# Seagull S6 Confusion... Help needed!



## jdn67 (Jan 12, 2009)

Hey guys, I ordered a Seagull S6 online and it got here on Friday... 

What I ordered was a Seagull S6 Coastline GT, but what the person that sent it seems to have made a mistake and either sent me a Seagull S6 Original, or Seagull S6 Original SLIM... In the inside of the guitar it says Original S6 (nothing about SLIM), but the guitar does not have a pickguard like every other S6 Original I have seen. From what I understood only the S6 slims did not have pick guards? 

If this was a S6 SLIM would it not say S6 SLIM in the inside instead of S6 Original? Or do they all say S6 Original inside? I kind of need to know the answer to this, because if it's the Original I will keep it and get money back anyway, but I have no interest in keeping the slim version. 

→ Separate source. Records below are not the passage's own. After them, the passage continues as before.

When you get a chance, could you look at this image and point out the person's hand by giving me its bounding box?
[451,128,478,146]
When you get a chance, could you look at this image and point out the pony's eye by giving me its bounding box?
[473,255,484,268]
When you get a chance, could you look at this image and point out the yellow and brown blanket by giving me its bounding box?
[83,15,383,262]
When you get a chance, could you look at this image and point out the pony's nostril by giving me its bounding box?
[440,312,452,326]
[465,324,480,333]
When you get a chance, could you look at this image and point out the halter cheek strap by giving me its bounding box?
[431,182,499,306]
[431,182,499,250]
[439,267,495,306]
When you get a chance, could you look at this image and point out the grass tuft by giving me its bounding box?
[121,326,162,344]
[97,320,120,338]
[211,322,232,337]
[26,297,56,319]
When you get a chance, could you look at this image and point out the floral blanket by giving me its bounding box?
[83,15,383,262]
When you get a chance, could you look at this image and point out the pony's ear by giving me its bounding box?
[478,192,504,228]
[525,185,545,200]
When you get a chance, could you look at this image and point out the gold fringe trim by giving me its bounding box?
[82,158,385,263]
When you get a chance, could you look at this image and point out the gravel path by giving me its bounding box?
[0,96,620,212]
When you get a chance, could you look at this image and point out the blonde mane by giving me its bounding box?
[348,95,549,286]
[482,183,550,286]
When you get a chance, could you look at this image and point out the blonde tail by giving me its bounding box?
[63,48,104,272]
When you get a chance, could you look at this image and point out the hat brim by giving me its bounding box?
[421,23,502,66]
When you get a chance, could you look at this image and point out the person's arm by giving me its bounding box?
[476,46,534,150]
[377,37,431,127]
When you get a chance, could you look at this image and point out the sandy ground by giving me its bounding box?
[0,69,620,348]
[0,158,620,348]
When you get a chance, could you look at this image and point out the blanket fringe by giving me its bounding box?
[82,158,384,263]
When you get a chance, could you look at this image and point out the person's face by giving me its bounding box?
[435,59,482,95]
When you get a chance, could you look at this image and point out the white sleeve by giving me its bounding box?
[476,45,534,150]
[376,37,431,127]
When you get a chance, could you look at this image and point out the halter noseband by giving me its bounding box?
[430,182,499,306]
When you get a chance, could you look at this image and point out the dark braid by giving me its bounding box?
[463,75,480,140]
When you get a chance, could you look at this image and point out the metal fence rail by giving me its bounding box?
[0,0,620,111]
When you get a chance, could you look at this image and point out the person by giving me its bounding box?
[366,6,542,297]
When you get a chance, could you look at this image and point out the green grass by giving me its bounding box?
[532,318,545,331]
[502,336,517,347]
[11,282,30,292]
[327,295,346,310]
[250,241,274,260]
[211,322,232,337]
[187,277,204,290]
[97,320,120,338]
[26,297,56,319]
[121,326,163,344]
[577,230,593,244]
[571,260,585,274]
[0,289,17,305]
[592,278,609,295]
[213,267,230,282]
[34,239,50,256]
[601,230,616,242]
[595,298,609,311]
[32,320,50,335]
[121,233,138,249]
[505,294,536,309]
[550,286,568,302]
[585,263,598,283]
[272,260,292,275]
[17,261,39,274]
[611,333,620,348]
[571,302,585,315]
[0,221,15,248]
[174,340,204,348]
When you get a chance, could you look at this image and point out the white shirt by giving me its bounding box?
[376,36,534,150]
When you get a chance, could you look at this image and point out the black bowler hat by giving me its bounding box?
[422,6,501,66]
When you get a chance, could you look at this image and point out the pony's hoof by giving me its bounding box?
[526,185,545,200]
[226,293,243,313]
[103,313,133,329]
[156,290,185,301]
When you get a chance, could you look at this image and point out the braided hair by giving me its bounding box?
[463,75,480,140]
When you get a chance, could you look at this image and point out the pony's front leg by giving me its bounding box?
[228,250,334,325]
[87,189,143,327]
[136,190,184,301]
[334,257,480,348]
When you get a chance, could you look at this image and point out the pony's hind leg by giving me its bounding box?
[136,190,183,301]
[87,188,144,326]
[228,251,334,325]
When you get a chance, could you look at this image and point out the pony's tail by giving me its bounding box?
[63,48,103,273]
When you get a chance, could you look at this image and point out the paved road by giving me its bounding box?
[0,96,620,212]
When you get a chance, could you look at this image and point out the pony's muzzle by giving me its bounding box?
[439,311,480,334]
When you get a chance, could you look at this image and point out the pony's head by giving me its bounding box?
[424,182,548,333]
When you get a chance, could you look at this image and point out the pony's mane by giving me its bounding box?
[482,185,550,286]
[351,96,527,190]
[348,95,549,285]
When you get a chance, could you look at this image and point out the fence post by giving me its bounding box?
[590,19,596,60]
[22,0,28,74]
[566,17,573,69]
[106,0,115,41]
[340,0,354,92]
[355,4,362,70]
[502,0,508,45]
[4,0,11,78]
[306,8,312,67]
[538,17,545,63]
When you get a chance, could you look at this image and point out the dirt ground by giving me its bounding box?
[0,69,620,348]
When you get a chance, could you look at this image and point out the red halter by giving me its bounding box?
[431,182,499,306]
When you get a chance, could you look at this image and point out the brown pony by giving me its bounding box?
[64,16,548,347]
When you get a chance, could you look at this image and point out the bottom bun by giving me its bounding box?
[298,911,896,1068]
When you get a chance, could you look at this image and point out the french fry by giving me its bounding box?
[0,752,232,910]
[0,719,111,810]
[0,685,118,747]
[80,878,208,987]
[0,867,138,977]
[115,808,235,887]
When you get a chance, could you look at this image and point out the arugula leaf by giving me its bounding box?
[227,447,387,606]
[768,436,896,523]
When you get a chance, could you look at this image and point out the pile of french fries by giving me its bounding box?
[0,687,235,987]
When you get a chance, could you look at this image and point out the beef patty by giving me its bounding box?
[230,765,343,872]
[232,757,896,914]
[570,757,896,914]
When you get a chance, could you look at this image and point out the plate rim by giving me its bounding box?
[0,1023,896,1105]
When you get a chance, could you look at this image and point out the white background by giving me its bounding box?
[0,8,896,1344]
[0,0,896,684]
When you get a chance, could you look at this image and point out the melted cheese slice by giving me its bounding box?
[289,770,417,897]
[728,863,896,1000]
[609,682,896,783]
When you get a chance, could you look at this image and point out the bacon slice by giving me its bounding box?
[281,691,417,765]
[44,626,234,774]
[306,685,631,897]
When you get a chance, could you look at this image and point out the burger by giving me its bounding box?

Could anyone please give me an answer?

The guitar looks identical to this - (Which is the S6 Slim), but as I said it's confusing that it just says S6 Original on the inside. The only reason I don't think it isnt the original, is that it has no pick guard.

Help?


----------



## ne1roc (Mar 4, 2006)

Mine says S6 Mahogany? I bought mine about 18 years ago so I assume its an original model? It does have the pickguard. It is an awesome sounding acoustic.

:smile:


----------



## bagpipe (Sep 19, 2006)

Did you try calling (or emailing) the company? Maybe if you supply the serial number they'll tell you exactly what it is.


----------